Enercon freezes spend on EEG fears
Enercon – the world’s third-biggest seller of wind turbines last year – is freezing all investments in Germany in reaction to plans by the government in Berlin to impose harsh cuts to the support of onshore wind in the country.
Hundreds of Enercon employees on Wednesday also staged protest rallies at their workplaces against the government’s reform of the Renewable Energies Act (EEG).
“All German investments are on ice until there is clarity about what will happen to the EEG,” Enercon spokesman Felix Rehwald told Recharge.
“Then we will evaluate which investments can still be carried out.”
Germany’s number-one wind turbine manufacturer had earmarked to spend at least €110m ($152m) this year. Among the planned investments was the possible construction of a new facility to manufacture wind turbine components in central or southern Germany to cater for the growing moderate wind market there, Rehwald said.
German energy minister Sigmar Gabriel in a draft amendment to the EEG has proposed a cap of 2.5GW for new wind installations a year from 2015 on. The government also said it wants to cut onshore wind feed-in tariffs (FITs), as well as giving preference in support to strong wind locations.
The proposal also foresees the introduction of tenders for renewable energy projects as well as the phasing in of a new regulation to force most producers of green power to sell it directly on wholesale electricity markets.
Both rules would hit individual and cooperative small-scale producers, which often don’t have the know-how, or the manpower, to act as sellers on electricity markets.
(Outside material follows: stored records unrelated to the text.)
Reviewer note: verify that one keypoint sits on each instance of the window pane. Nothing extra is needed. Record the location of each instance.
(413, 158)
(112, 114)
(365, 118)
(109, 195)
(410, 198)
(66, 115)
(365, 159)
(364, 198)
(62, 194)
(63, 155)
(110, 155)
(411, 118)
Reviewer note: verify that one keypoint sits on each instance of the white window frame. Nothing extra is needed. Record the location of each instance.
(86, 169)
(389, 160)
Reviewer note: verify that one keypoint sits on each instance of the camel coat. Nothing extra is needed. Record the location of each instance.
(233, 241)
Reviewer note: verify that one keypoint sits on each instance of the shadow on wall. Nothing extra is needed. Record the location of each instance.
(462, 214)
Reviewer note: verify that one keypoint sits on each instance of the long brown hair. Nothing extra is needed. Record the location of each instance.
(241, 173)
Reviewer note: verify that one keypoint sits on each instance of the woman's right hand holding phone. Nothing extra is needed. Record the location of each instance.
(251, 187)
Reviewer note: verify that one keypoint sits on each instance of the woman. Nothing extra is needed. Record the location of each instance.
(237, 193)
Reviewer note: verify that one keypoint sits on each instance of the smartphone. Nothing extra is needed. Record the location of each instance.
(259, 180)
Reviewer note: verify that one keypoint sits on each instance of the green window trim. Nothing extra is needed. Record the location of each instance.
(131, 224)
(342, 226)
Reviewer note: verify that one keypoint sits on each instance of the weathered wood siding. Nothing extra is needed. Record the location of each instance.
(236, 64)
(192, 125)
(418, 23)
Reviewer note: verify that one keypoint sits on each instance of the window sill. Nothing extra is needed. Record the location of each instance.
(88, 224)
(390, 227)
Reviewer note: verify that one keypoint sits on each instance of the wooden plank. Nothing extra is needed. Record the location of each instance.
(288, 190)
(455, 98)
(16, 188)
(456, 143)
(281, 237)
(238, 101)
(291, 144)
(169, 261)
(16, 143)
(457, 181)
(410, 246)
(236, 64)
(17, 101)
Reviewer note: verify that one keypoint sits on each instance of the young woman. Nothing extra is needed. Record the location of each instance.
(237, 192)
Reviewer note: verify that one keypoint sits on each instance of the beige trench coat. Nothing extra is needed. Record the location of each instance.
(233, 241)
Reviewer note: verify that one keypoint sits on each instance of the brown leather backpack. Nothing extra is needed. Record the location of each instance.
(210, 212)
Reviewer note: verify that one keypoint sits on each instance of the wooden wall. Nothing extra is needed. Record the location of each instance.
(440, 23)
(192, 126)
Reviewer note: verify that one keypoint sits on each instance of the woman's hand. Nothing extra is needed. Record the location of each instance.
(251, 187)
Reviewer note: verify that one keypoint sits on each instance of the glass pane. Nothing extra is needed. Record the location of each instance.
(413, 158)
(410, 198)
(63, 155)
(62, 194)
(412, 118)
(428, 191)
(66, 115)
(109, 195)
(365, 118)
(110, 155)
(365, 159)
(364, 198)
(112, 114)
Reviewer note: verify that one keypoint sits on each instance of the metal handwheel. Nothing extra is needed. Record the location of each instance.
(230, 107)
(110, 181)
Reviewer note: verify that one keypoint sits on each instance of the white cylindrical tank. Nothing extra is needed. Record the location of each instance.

Currently, they can feed their energy directly into power grids and get a FIT for that.
Those grass-roots producers currently are responsible for most of Germany’s renewable energy output, and making their life more difficult could destroy business opportunities for companies such as Enercon.
“Many investors into wind energy projects are unsettled by the reform plans and are putting their project plans on ice,” Enercon said in a statement.
“The federal government thus with its unbalanced EEG reform is endangering many existing and additional jobs in the future sector of onshore wind energy.”
Enercon says it has spent an annual average three-digit million euro amount in the past couple of years on new manufacturing, products and staff, creating 3,500 jobs.
Some 1,000 employees in blade production and 200 of the staff at Enercon’s headquarters in Aurich, northwest Germany, on Wednesday downed tools to protest the government’s renewables reform plans.
Renewable energy groups plan protest rallies in several German state capitals on Saturday against the proposals.
Chancellor Angela Merkel on 1 April is slated to meet with state premiers to discuss the reform plans, before the cabinet takes a decision on them early that month.